Visualization of the Colon Through Use of the Magnetic Flexible Endoscope (MFE) in Participants With Inflammatory Bowel Disease (IBD)

Not Applicable

Not yet recruiting

• Conditions: Inflammatory Bowel Disease (IBD); Colonoscopy

• Registration Number: NCT06989424
• Lead Sponsor: Vanderbilt University Medical Center

Brief Summary

In this study, the investigators will test the ability of the Magnetic Flexible Endoscope (MFE) to travel through the colon of people with Inflammatory Bowel Disease (IBD). The MFE is a device made of ultra-flexible tubing that contains a camera, light, and magnet at the tip. The tip of the tube is about the size of a penny. The magnet inside the tip allows the MFE to be moved through the colon by a second magnet attached to a robotic arm that is outside the body. The purpose of this study is to see how the MFE travels through the colon of IBD patients and if it is tolerable.

Detailed Description

Colonoscopy is the gold standard for making the diagnosis, following clinical response, establishing prognosis, and creation of management plans for patients with Inflammatory Bowel Disease (IBD).
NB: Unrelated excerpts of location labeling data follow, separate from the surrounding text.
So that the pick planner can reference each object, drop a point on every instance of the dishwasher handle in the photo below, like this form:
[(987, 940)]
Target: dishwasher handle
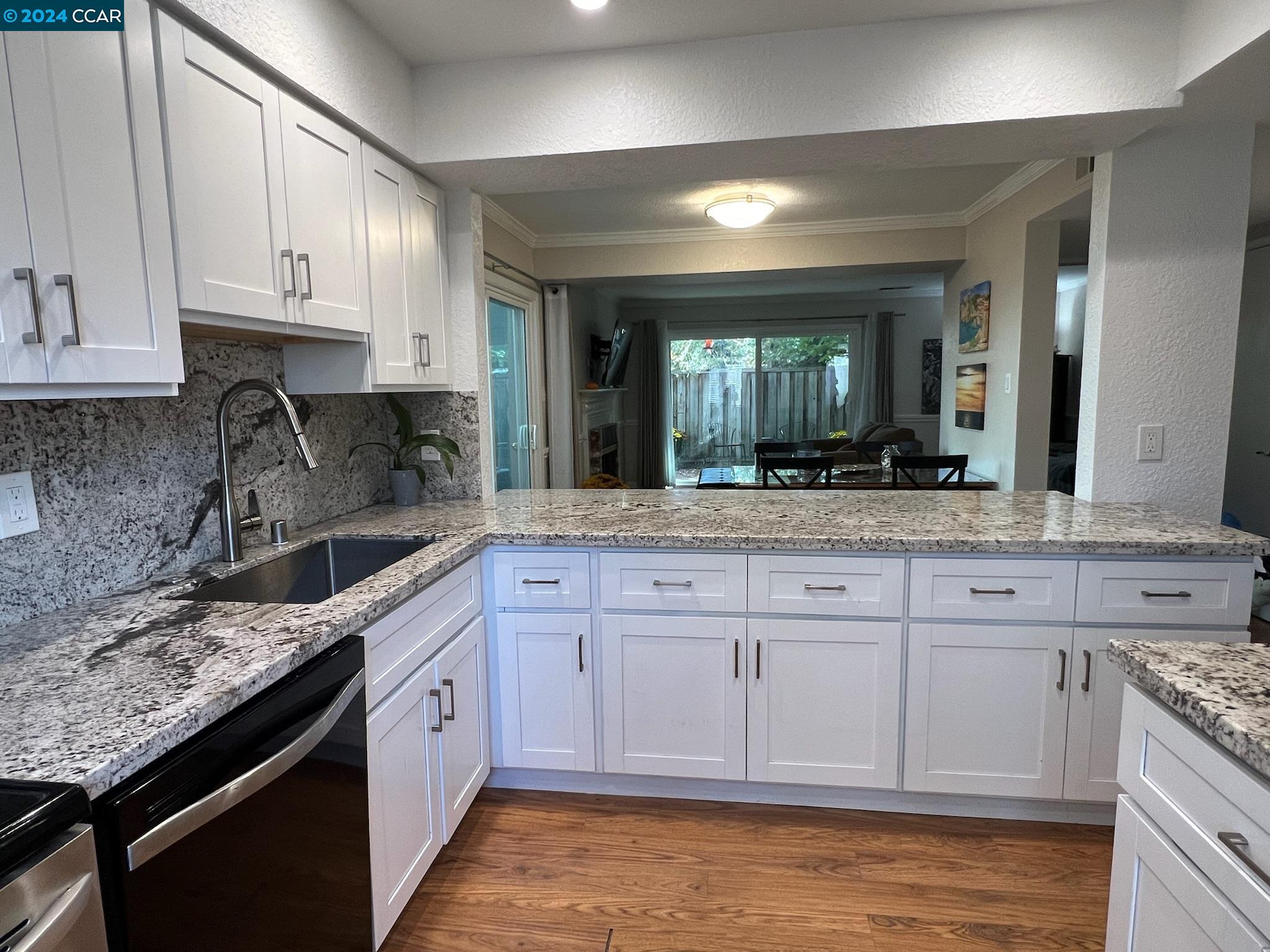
[(56, 922), (203, 811)]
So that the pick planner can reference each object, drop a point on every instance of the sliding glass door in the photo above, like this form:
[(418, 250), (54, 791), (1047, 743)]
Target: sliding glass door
[(732, 390)]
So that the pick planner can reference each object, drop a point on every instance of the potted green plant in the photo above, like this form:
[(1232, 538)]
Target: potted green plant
[(408, 478)]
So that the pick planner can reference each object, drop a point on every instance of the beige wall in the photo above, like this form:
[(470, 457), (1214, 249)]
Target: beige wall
[(1015, 247)]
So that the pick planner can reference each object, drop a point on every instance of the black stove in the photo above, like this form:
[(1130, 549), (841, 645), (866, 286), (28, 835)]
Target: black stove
[(31, 814)]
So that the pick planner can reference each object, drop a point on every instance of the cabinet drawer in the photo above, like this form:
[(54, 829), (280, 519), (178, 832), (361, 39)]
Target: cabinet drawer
[(1165, 593), (541, 580), (836, 586), (1202, 798), (681, 582), (1003, 589), (404, 639)]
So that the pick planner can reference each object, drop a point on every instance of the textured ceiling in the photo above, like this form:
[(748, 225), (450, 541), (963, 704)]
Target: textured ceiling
[(454, 31)]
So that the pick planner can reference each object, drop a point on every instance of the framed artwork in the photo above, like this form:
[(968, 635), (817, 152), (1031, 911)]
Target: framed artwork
[(973, 319), (972, 391), (933, 376)]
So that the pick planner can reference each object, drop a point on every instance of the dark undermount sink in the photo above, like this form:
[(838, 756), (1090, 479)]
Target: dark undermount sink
[(310, 574)]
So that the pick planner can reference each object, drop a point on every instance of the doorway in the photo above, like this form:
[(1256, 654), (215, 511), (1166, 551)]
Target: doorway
[(513, 315)]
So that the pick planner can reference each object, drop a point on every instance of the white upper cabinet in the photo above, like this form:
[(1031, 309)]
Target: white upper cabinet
[(225, 161), (97, 312), (326, 218)]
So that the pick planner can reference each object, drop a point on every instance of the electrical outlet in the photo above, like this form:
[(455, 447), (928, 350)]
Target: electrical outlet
[(1151, 443), (18, 513)]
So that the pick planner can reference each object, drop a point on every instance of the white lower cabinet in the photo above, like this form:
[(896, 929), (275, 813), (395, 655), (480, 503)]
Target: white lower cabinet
[(406, 804), (545, 681), (464, 738), (825, 702), (675, 696), (1160, 899), (987, 710)]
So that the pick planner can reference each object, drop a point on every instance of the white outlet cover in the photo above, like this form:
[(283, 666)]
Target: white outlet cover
[(18, 513)]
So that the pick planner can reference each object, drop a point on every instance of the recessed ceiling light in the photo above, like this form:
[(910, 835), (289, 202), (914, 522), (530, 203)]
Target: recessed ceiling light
[(741, 211)]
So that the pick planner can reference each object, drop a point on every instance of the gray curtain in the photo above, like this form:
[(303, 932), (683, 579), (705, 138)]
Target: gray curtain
[(651, 439)]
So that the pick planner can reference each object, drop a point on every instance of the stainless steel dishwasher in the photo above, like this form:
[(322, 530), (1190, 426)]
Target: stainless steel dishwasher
[(50, 895)]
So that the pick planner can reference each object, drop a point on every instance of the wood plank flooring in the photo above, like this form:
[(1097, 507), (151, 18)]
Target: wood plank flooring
[(557, 871)]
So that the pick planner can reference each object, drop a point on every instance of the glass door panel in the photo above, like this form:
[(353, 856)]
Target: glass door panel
[(510, 395), (806, 391)]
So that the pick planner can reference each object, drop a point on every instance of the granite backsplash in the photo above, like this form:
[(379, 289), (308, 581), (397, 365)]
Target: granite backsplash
[(127, 488)]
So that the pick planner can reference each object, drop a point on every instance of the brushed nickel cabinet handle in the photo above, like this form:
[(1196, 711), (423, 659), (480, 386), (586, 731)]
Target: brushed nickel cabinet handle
[(37, 335), (290, 258), (441, 716), (450, 683), (1238, 844), (74, 338)]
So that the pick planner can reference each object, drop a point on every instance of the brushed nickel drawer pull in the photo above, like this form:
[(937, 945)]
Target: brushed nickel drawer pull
[(1238, 844)]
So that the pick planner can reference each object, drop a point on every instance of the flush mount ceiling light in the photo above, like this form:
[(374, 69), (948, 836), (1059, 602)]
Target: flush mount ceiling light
[(741, 211)]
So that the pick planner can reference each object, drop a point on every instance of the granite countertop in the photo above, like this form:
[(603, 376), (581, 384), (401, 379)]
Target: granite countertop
[(94, 692), (1223, 690)]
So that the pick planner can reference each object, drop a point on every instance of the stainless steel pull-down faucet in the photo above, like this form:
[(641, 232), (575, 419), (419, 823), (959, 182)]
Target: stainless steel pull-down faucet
[(233, 523)]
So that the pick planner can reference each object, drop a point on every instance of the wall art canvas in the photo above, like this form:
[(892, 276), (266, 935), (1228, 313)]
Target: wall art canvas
[(933, 376), (973, 324), (972, 391)]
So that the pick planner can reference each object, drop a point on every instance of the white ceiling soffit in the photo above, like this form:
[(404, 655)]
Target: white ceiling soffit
[(613, 205), (456, 31)]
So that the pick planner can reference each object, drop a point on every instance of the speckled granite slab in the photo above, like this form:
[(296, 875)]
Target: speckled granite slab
[(1223, 690), (94, 692)]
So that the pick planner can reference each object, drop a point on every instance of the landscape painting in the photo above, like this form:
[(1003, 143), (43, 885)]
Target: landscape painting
[(972, 391), (933, 376), (973, 324)]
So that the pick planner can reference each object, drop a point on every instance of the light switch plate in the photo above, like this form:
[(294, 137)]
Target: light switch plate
[(18, 513)]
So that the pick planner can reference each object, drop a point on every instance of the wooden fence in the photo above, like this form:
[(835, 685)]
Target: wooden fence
[(716, 410)]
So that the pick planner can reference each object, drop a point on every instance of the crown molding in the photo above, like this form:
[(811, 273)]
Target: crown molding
[(510, 224), (845, 226)]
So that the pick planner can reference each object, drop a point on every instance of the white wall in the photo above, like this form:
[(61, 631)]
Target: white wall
[(974, 69), (1166, 265), (324, 47)]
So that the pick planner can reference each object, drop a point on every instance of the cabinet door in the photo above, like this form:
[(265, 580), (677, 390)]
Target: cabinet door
[(326, 219), (225, 163), (825, 702), (431, 316), (389, 200), (22, 348), (545, 691), (1161, 902), (675, 696), (406, 794), (87, 110), (1098, 697), (987, 710), (464, 739)]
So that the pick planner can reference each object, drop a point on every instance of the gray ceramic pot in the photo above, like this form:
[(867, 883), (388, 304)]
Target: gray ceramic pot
[(406, 487)]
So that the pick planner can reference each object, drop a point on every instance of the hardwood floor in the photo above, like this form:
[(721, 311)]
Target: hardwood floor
[(557, 871)]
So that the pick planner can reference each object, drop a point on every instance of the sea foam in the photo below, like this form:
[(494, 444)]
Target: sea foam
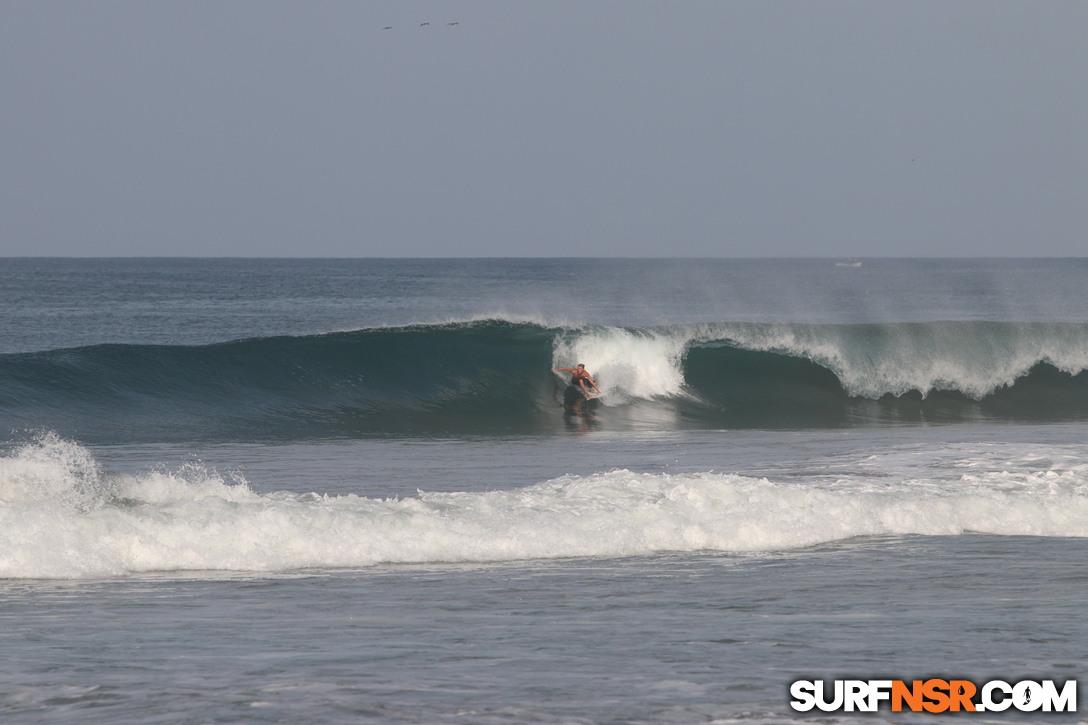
[(61, 516)]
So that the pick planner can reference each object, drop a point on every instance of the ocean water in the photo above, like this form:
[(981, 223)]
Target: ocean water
[(330, 491)]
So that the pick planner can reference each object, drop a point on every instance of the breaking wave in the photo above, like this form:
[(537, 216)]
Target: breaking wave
[(492, 377), (62, 516)]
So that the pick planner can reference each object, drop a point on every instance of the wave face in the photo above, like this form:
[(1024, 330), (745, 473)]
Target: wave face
[(61, 516), (492, 377)]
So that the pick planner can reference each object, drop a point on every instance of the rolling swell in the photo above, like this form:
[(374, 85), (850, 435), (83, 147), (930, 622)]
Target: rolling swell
[(492, 377)]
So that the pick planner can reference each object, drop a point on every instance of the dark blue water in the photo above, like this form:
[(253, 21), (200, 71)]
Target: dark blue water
[(348, 490)]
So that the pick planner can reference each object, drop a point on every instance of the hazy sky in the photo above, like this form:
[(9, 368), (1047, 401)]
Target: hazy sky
[(543, 128)]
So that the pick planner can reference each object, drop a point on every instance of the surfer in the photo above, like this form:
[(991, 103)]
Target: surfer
[(579, 377)]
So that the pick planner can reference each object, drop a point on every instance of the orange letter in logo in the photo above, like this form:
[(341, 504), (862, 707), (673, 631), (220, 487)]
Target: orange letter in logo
[(932, 690)]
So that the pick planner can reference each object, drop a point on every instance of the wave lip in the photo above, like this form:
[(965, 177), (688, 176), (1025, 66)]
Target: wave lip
[(85, 523), (492, 377)]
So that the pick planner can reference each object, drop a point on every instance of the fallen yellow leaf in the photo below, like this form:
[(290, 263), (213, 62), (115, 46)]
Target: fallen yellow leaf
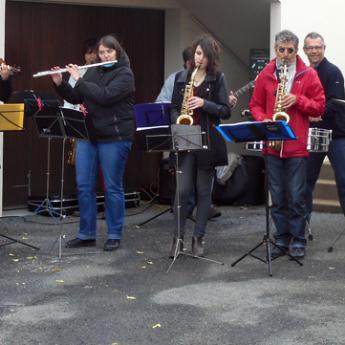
[(157, 325), (131, 297)]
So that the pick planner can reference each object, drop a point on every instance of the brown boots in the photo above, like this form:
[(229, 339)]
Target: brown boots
[(174, 247), (197, 246)]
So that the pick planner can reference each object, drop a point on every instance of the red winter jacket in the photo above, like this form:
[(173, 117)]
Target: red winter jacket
[(310, 102)]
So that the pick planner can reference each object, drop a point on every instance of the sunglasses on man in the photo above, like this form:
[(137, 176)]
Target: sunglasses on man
[(289, 50)]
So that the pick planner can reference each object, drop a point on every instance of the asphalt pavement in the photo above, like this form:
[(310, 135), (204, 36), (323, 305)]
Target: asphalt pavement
[(127, 297)]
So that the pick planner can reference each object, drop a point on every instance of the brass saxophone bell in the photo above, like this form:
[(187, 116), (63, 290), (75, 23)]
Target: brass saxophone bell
[(185, 120), (281, 116), (186, 116)]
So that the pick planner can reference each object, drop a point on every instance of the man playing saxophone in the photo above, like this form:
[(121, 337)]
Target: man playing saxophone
[(302, 97)]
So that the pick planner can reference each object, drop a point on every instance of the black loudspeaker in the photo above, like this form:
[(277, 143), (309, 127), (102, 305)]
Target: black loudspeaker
[(166, 182), (245, 186)]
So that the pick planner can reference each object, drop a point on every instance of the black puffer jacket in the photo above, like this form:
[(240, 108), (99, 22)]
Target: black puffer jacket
[(214, 91), (108, 95)]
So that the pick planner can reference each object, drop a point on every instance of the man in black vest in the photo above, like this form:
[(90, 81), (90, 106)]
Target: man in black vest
[(5, 83), (333, 83)]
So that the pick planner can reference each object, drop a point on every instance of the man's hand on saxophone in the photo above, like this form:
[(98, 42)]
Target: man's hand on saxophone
[(195, 102), (288, 100)]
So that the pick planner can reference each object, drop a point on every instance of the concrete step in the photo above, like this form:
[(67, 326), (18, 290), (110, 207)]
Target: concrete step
[(326, 189), (324, 205), (325, 197)]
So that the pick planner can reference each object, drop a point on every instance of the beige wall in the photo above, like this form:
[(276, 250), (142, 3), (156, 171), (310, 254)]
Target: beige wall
[(2, 48), (327, 18)]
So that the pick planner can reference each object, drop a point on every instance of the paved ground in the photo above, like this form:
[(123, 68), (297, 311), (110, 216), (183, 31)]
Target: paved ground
[(127, 297)]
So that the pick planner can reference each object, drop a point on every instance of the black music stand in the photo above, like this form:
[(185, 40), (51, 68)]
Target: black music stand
[(60, 123), (12, 119), (256, 131), (153, 119)]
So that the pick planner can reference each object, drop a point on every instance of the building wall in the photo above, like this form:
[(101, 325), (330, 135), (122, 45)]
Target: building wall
[(327, 18), (2, 47)]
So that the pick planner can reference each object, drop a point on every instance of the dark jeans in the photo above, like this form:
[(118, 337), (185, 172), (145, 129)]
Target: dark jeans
[(286, 181), (192, 178), (336, 155)]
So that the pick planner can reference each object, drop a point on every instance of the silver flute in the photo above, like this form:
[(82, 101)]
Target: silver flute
[(63, 70)]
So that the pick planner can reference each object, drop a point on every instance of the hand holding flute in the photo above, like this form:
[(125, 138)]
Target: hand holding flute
[(62, 70), (73, 70)]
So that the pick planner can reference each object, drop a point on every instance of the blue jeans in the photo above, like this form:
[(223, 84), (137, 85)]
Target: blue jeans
[(193, 180), (336, 155), (286, 181), (112, 157)]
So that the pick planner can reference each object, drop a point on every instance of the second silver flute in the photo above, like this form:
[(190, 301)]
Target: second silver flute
[(63, 70)]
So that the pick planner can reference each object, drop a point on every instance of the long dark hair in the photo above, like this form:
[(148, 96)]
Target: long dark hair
[(110, 41), (211, 50)]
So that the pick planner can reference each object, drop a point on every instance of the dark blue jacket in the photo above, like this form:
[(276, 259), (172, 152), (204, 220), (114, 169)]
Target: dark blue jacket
[(108, 95), (332, 81)]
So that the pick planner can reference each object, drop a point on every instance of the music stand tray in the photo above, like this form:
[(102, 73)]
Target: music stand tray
[(11, 117), (256, 131)]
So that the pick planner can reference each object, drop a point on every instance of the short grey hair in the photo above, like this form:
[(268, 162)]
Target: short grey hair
[(315, 35), (286, 36)]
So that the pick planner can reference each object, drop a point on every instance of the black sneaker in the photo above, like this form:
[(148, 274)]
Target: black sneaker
[(278, 251), (111, 245), (297, 252), (213, 213), (78, 243)]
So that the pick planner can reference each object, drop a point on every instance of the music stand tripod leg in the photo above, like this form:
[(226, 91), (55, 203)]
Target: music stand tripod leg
[(266, 240), (13, 240), (46, 205), (153, 217)]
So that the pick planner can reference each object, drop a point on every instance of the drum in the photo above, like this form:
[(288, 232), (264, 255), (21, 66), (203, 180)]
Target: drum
[(319, 139), (254, 146)]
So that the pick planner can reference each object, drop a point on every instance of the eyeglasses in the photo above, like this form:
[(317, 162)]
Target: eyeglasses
[(289, 50), (309, 48)]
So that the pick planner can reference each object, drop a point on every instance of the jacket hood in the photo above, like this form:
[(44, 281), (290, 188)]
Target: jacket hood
[(122, 61)]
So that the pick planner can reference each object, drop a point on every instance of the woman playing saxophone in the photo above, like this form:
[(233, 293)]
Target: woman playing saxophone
[(204, 94)]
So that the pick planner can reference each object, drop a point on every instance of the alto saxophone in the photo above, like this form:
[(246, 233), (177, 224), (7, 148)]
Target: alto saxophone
[(279, 113), (186, 115), (71, 152)]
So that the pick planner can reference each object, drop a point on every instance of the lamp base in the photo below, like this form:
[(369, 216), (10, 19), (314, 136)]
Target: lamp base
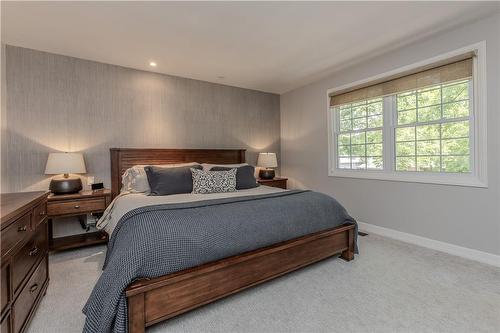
[(266, 174), (65, 185)]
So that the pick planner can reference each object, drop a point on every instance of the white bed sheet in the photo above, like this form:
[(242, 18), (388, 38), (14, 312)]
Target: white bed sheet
[(126, 202)]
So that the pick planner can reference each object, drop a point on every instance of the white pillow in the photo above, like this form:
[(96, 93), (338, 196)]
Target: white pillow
[(135, 180), (207, 167)]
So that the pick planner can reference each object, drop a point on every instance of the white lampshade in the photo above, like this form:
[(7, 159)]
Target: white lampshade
[(267, 160), (58, 163)]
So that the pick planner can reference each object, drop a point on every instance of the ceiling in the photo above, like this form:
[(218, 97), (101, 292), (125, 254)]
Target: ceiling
[(267, 46)]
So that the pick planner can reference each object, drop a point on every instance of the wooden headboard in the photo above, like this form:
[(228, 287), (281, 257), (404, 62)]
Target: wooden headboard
[(124, 158)]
While colonoscopy is a relatively safe procedure, there are several limitations due to the unintuitive drive mechanism and mechanical design of current conventional colonoscopes. Additionally, for patients with IBD, the procedure is associated with a higher lifetime risk of adverse event due to increased frequency of examination-more than a 6-fold increased risk when compared to their non-IBD counterparts.

For these reasons, our team has developed a novel, highly compliant, Magnetic Flexible Endoscope (MFE) with the functionality of a conventional colonoscope (i.e. camera, therapeutic channel, irrigation, insufflation, illumination, lens cleaning). The MFE is driven by magnetic coupling of the endoscope head that contains an internal permanent magnet and a robotic arm that holds an external permanent magnet. This enables a "front-pull" actuation mechanism to eliminate the need for pushing a semi-rigid insertion tube for advancement. The forward drive mechanism thus prevents buckling of the insertion tube and avoids looping/colon wall stress. This reduces the risk of perforation and pain during the procedure to allow for less (if any) procedural sedation.

The Magnetic Flexible Endoscope (MFE) is a single-use endoscope intended to integrate with other commercially available devices for the visualization of a human colon in order to eliminate the need for passage of the much stiffer, non-intuitive, risk prone standard colonoscope. This study builds on the successful completion of the first-in-human feasibility study that demonstrated safety and tolerability in healthy patients who were already scheduled for their routine standard-of-care screening colonoscopy. In this secondary study, the MFE device will be inserted into the rectum via the anus and navigated through the colon to the cecum, using magnetic manipulation, in patients with stable, non-active, Inflammatory Bowel Disease (IBD) who are due for their IBD/colorectal cancer surveillance/screening colonoscopy exams.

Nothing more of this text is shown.